These 10 unsupported factual assertions, almost all of which happen to be simply wrong, amply demonstrates why there are material facts in dispute and this matter is not ripe for summary determination.

Conclusion

For the reasons stated in our Opposition and this Response, as supported by the declarations and exhibits of record, the Defendants Motion to Dismiss or, in the Alternative, for Summary Judgment, should be denied.

						Respectfully submitted,
						______________________________
Of Counsel					Kenneth C. Bass, III
  Teresa Dondlinger Trissell			Thomas J. Cooper
						Venable, Baetjer, Howard &
						  Civiletti, LLP
						1201 New York Avenue, N.W.
						Suite 1100
						Washington, D.C.   20005
						(202) 962-4890

Date:  December 22, 1995			Counsel for Plaintiff

footnotes

1 Defendants' Reply contains a number of legal arguments with which we do not agree, particularly the defendants' construction of the O'Brien decision and the role of this Court in cases involving national security.
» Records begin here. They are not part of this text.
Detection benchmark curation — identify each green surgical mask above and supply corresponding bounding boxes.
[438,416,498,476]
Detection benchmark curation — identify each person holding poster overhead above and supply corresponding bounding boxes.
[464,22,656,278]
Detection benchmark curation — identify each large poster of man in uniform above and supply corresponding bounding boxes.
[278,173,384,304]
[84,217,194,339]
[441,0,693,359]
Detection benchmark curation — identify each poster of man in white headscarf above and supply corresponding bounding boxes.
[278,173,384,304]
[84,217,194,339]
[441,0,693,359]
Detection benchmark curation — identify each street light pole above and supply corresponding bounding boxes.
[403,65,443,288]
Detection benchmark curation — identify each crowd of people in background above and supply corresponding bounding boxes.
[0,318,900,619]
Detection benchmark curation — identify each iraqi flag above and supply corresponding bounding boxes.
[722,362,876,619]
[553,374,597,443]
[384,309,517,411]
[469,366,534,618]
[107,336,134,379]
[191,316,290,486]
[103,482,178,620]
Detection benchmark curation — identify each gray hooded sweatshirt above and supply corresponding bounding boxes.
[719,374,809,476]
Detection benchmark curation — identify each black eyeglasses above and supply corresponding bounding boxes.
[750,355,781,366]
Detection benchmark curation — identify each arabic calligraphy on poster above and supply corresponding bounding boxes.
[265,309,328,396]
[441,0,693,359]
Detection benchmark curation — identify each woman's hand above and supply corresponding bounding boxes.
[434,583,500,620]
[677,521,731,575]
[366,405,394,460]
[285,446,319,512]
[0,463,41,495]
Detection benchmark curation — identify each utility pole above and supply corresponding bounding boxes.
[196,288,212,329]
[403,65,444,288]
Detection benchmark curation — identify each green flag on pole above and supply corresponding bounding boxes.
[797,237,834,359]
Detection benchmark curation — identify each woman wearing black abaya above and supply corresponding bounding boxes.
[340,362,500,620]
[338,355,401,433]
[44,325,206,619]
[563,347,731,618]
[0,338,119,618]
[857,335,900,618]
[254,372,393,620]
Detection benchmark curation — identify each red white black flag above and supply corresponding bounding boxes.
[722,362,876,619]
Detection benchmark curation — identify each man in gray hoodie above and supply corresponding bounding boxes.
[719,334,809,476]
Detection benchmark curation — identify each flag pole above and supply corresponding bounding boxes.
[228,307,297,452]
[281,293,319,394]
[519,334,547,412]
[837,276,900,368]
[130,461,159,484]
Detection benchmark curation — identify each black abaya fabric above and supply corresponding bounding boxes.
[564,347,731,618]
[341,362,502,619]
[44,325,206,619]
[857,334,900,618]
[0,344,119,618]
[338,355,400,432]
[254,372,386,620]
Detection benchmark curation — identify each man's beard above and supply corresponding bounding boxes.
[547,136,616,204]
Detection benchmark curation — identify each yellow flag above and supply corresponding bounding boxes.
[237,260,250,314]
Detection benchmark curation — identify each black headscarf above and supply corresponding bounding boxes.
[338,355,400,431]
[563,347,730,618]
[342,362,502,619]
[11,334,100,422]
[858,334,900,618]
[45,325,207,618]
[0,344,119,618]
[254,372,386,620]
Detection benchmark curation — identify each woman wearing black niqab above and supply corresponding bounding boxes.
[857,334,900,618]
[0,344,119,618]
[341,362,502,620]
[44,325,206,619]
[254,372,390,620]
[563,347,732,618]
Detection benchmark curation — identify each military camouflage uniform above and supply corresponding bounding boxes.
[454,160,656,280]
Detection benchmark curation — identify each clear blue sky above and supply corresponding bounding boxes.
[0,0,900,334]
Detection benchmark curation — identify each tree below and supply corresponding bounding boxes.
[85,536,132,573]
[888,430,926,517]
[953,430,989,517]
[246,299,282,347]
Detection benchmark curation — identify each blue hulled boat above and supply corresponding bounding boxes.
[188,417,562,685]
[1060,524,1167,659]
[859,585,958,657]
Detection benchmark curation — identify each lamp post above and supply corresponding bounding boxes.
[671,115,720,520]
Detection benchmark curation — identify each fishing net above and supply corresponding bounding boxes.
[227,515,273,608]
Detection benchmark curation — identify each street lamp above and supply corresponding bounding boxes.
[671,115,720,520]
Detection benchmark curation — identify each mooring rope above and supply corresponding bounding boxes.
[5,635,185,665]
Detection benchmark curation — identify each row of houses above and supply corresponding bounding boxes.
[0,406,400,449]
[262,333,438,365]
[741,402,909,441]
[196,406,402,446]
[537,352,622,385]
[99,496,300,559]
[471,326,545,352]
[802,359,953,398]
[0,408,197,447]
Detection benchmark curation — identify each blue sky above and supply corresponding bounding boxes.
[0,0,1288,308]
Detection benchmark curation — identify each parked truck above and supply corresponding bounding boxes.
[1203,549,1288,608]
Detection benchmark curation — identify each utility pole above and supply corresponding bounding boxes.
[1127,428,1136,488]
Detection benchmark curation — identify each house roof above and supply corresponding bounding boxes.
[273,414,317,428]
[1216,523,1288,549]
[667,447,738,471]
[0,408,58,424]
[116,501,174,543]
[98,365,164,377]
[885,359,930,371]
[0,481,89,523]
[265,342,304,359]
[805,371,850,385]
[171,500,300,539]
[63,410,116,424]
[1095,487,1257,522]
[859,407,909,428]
We will not prolong this submission with responding to those arguments, believing that such a response is more appropriate for the oral argument.

2 The statement in our memorandum is more accurately described as a "contention of counsel" than as a personal "recognition" of Mr. Karn's.

3 The Executive Branch, at the insistence of the Congress, has undertaken a comprehensive survey of the foreign availability of foreign cryptography, but has to date declined to make that study available publicly.